= Ameena Saiyid =

Pakistani business executive

Ameena Saiyid OBE is a former managing director of Oxford University Press (OUP) in Pakistan.

==Education and career==
She attended Karachi Grammar School for her education. Ameena Saiyid started working, as a salesperson, for the Lahore office of Oxford University Press in 1979 and became the managing director of 'OUP Pakistan' in 1988, becoming the first woman to ever head a multinational company in Pakistan.

She is also the founder of the Karachi Literature Festival and Islamabad Literary Festival in Pakistan. Approximately 225,000 people visited the Karachi Literary Festival in 2018.

Saiyid taught at Lahore American School before joining Oxford University Press in 1979. She joined OUP in Lahore and served in various capacities before leaving in 1986 to launch her own publishing house, Saiyid Books. In 1988, she rejoined as its chief executive. After 30 years with Oxford University Press (OUP) Pakistan, Ameena Saiyid, OBE announced her retirement in December 2018. By the early 2000s, Oxford University Press was the biggest academic publisher of books.

==Awards and recognition==
- In 2005, she became the first Pakistani woman to be awarded the Order of the British Empire for her services to women’s rights, education, and intellectual property rights in Pakistan, and to Anglo-Pakistan relations.

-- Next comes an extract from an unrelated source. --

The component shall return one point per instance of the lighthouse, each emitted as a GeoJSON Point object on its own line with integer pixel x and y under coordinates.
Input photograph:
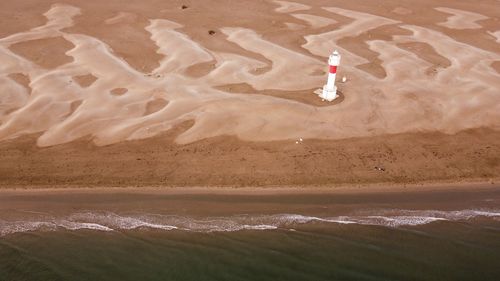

- In February 2013, she was conferred the prestigious French award of Knight of the Order of Arts and Letters for her work in promoting literary culture.

- In 2018, Sitara-i-Imtiaz (Star of Excellence) award by the President of Pakistan for her contributions to Pakistan.

===Other activities===
In 2009, she became a member of the Federal Investigation Agency Advisory Committee on IPR Enforcement.

In April 2010, she became the first woman elected to be president of the 150-year-old Overseas Investors Chamber of Commerce and Industry (OICCI), after serving as its vice president in 2009-2010, which was also a first for a woman.